In this implementation, the periodic_interval variable is only valid when pattern == PERIODIC. Likewise, the value of rand_min and rand_max are only used when pattern == RAND. At best it is confusing that you can set periodic_interval when pattern is set to BURST. A better way you could implement the same concept with tagged unions would look like the following:

1
2
3
4
5
6
7
class traffic_seq;
    union tagged {
        struct { time interval;                } PERIODIC;
        struct { time min;      time max;      } RAND;
        struct { time interval; time duration; } BURST;
    } pattern;
endclass : traffic_seq
Configuration traffic pattern sequence using tagged unions.

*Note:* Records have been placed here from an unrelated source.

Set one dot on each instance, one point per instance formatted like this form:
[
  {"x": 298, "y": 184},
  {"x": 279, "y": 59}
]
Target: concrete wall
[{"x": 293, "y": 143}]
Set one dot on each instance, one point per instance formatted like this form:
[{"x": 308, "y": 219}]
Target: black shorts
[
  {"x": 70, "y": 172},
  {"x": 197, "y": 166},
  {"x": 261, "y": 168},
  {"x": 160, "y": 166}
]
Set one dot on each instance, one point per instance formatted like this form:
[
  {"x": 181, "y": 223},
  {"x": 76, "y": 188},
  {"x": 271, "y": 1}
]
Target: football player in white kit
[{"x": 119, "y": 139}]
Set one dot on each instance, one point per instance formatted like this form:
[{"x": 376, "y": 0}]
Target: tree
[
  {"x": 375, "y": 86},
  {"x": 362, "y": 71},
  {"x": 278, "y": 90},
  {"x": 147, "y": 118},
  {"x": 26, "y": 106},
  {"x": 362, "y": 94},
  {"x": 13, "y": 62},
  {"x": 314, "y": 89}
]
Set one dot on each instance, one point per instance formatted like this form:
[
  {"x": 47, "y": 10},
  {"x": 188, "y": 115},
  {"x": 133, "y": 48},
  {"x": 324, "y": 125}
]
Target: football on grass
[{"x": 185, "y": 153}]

With the tagged union implementation the min and max values only exist (from the compiler’s perspective) when pattern == RAND. Additionally you cannot set pattern without setting it’s parameters. As an to set the pattern to BURST you would use an expression like:

seq.pattern = tagged BURST '{interval: 100ns, duration: 1ns};

I like this tagged union approach because not only is the assignment expression fairly concise and explicit, but it eliminates a whole class of errors and confusions. The configuration parameters for given traffic pattern type can only be accessed within the context of that pattern. There is no way to accidentally set periodic_internval instead of burst_interval. This tagged union design pattern could be applied to any use case where there is a setting where each option has it’s own parameters. For example you might use this for a configuration that controls a random distribution modes (think normal, uniform, geometric, etc.) where each distribution has it’s own unique arguments.

Wrap Up

As I mentioned at the beginning, the potential uses for tagged unions in SystemVerilog has been something I couldn’t get out of my mind for a few months. Although I have not been able to actually do a lot of work with them (due to Cadence lacking any kind of support), I think there are several good applications for tagged unions which would improve the readability and correctness of verification code, through syntax and compile time checks. Unfortunately, while tagged unions appear to have a lot of advantages, lacking tool support and poor syntax ergonomics sadly make it pretty much a non-starter from a practical perspective.

If anyone has actually used SystemVerilog tagged unions, I would love to know how you used them and how they worked out.